4.75-Star Review: TEAM PHISON, by Chace Verity

Author: Chace Verity
Genre: Adult Contemporary M/M Romance
Publication Date: August 15th, 2017
Rating: fullstar_smallfullstar_smallfullstar_smallfullstar_small
Links: Amazon | Amazon UK | B&N | Kobo | Smashwords | Goodreads

(Yeah, I know. The stars look wrong. I never made 1/4 and 3/4 star graphics, and now I can’t find my source file. Believe that the graphics represent 4.75 stars. Believe it.)

The world is going to shite. Life as we know it is basically all burning, all the time. My brain screams 24/7.

Which is why TEAM PHISON was exactly the read I needed to take my mind off things for a while, and leave me with a feel-good smile that lasted for days.

Phil Hutton is many things: a cynic, a restaurant owner, a gamer, a firm disbeliever in romantic connections after a bad relationship burn. One thing Phil isn’t is over the hill, but good luck convincing him that 55 is the new sexy as hell when he’d rather stay at home and play MMOs than endure another disastrous first date.

I swipe through the six new potential loves-of-my-life and hate them all equally.

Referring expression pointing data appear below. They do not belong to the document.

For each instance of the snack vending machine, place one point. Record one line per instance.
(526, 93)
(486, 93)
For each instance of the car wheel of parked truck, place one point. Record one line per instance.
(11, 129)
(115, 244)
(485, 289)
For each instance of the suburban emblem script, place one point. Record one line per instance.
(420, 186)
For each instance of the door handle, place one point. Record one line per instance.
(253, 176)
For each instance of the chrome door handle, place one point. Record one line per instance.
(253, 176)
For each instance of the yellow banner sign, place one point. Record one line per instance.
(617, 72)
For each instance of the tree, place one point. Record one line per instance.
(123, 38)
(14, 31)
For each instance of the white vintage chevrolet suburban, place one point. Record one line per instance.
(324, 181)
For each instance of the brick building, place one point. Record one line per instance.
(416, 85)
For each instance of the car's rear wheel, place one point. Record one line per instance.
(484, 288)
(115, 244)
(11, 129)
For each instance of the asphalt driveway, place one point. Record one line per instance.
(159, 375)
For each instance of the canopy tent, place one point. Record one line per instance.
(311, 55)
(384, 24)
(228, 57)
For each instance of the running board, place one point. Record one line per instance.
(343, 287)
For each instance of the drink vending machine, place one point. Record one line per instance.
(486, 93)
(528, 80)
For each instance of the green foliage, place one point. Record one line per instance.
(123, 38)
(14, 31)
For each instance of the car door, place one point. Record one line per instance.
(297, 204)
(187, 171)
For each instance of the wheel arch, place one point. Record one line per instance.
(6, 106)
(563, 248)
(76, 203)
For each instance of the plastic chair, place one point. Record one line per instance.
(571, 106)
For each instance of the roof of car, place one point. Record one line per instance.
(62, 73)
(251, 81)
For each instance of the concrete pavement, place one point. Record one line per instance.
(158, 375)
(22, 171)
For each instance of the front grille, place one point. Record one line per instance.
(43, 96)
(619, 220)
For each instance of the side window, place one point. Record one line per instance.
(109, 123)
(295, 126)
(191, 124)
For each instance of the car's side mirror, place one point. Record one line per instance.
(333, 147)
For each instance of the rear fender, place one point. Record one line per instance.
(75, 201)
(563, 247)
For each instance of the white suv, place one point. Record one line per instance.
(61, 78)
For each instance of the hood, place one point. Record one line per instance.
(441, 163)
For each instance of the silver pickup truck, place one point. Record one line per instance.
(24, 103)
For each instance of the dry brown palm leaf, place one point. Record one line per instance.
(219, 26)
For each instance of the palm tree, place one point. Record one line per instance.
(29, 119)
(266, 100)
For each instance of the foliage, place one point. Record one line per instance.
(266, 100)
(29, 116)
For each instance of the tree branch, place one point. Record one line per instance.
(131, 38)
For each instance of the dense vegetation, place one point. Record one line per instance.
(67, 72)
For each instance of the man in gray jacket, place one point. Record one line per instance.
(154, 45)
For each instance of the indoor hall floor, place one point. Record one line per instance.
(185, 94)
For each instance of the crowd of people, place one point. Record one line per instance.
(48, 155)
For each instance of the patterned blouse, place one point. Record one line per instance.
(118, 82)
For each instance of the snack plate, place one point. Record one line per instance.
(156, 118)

Basically Phil is me in 15 goddamned years, and I love him for it.

And I love him for his gruff, sweet, awkward vulnerability, and how it peels back layer by layer the more he falls for his newest in-game teammate, BisonFalls.

BisonFalls is actually twenty-something Tyson Falls; Tyson of the soft Southern accent, of the overly effusive laugh, of the dorky charm. And Tyson is well on his way to being Phil’s downfall, when what starts as an in-game partnership soon turns into a long-distance relationship sizzling with enough sweetness, emotional tension, and sexual frustration to melt every fiberoptic cable between Cape Cod and Atlanta. There’s a reality to the budding relationship that’s so easy to relate to, effortless and honest and full of the little imperfections that make us human rather than flawlessly built sex gods with just the right amount of stubble on our clean-cut, swooping jaws.

It’s that realism that makes this book so engaging.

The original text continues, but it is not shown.